Whoa, that's great! I've only run 10K one single time in my life, and not in a race, and my back hurt the next day.
But I did play a real soccer game on Friday night! Pokey's team had an end-of-season Parents vs Kids. They were the best team in their league, and I can proudly report that I can reliably dribble through 10 and 11 year olds.
I felt really great out there and like I hadn't lost much in the past 20 years. That night and the next day I was hobbling around like a broken marionette. I'm still sore, in fact. However, soccer did that to me in my 20s, too. My back ached a lot from it.

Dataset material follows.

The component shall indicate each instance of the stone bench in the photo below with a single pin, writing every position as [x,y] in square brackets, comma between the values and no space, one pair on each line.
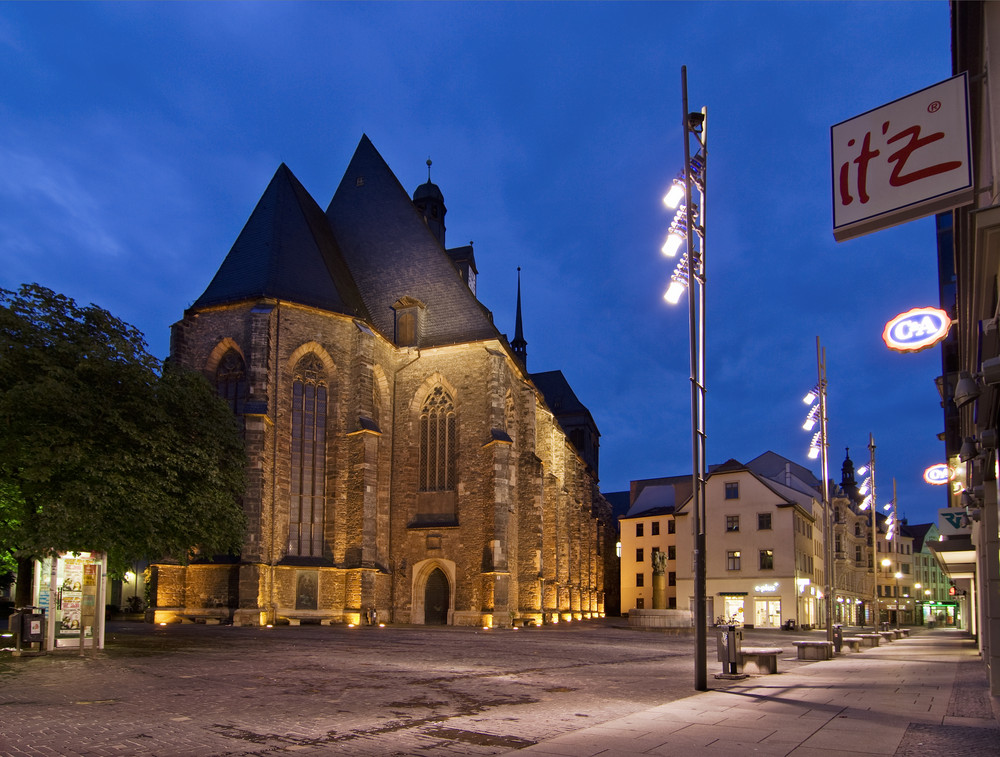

Which reminds me of a funny side bit: Jammies and I keep noticing Pokey limping and asking if he's okay. Finally he got annoyed with us and said that he's fine, we need to stop asking, and it's just that one leg is longer than the other.
I checked his hips, like how they do for scoliosis, and couldn't discern a difference, but I suppose one leg could be a touch longer, right at the eve of puberty? I had different sized feet then, and they evened out at the end.
Mostly it's hilarious and I should probably stop making jokes about him going in circles.
30: That's great. I can't go near that fast.
32 reminds me that I have one leg longer than the other and none of the scoliosis checks caught it until my senior year of high school. They didn't really catch it then but they noticed the resulting spine curve. The specialist I had to see after that told me the leg was shorter after x-rays. We had to see the doctor in Omaha so I went with mom and she let me drive.
She never liked driving but she totaled two fewer cars than I have.
Wow I just got a PCR test result back seven hours after it was collected. At least some pandemic management systems are working well.